Buna iki aşamalı cevap vereceğim: Bir; belli bir yaşa gelene kadar müşteri yelpazeniz biraz geniş oluyor. Bu ne demek, sizin tarzınızda olmayan insanlarla ve müşterilerle de iş yapıyorsunuz. Bu ticari kaygılardan ya da portfolyo kaygılarından yani bunu yaparsam ileride daha da iyi işler yapabilirim gibi kaygılardan kaynaklı farklı tarzlarda işler yapıyorsunuz. Ben kendi adıma ne kadar bu tarz işler yaptıysam hepsinde başarısız oldum. Bir tanesinde dahi başarılı oldum diyemem. Her birinde mutlaka o müşteriyle sıkıntılı bir çalışma sürecimiz olmuştur. Siz kendinizi tanıdıktan sonra, deneyim dedikleri de sanırım bu oluyor. Deneyimledikten sonra artık bu çalışmaların size faydadan çok zarar getirdiğinin farkına varıyorsunuz ve zaman içinde de sizin tarzınızda olan müşteriler size geliyor. Diğer tarzda olanlar zaten kapınızı çalmıyor bir türlü seçicilik oluşuyor.
Tasarımlarınızda Küçük Detaylarla Özgünlüğü Nasıl Sağlıyorsunuz?
Son dönem sanata ve heykele çok sardık. Son 10-15 işte bir objeyi heykel gibi tasarlamaya gayret ediyoruz. Genelde öyle atmaya çalışıyoruz imzamızı. Örneğin, bir ofiste bir resepsiyon bankosu olabildiği gibi bir rezidansın dışındaki bahçe düzenlemesi, bahçe duvarları olabiliyor. Mimari ve sanatı iç içe kullanmaya çalışıyoruz.

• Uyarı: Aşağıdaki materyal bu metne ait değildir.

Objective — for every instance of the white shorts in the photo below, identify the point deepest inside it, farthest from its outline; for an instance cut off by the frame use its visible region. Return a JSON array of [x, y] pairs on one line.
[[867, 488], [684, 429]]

Sizce Tasarımda Malzemenin Önemi Nedir?
%100 malzeme projeyi yönlendirir, büyük önemi var tabi ki tasarımda. Geleneksel malzemeleri güncel halleriyle kullanıyoruz. Malzemeye göre projenin şekillendiği çok olur, nasıl bir malzemeyi kullanmak istersiniz; örneğin, formu, rengi, dokusu uymuyordur, buna göre tasarımı değiştirdiğimiz çok olmuştur. Beton, ahşap, mermer üçünü genellikle kullanıyoruz. Biz bu malzemeleri ilgili projede nerelerde kullanabileceğimizden yola çıkıyoruz. Örneğin beton duvarları beton yapacaksak nereleri yapabiliriz gibi sorular üzerinden şekillendiği çok oluyor, sıkıntı çekmiyoruz uzun zaman kullandığımız için hepsi birbirini dengeliyor. Beton ve mermer soğuk, ahşabı da olabildiğince natürel halinde kullanmayı tercih ediyoruz, mümkünse cilasını bile yapmadan. Bazen formlarda zorlanıyoruz ancak mimari anlayış olarak her birini tek bölgede kullanmayı tercih ediyoruz. Örneğin, banko mermer ise arkasındaki duvar ahşap olabilir. Ya da beton bir yüzey varsa ona dik giren mermer olabilir, ayrı iki malzemeyi birbirinin devamı değil de dolayısıyla farklı düzlemlerde oldukları için sıkıntı olmuyor.
Islak Hacimde Malzemenin Hangi Özelliklerine Dikkat Edersiniz?
Genelde ticari yapılarda sağlamlık, kolay temizlenebilir olması, devamının kolay bulunuyor olması önemli. Kırılan ya da kötü kullanılan oluyor, iki senede bir o seramiklerin, o mermer üretiminden kalktığı oluyor o nedenle devamlılığının olması önemli. Evlerde ise kolay temizlenebilir olması önemli. Evlerde biraz daha doğal taşı tercih ediyoruz. Ticari yapılarda ise daha çok seramik olanları tercih ediyoruz.
Gelecekteki Mimari Sizce Nasıl Şekillenecek?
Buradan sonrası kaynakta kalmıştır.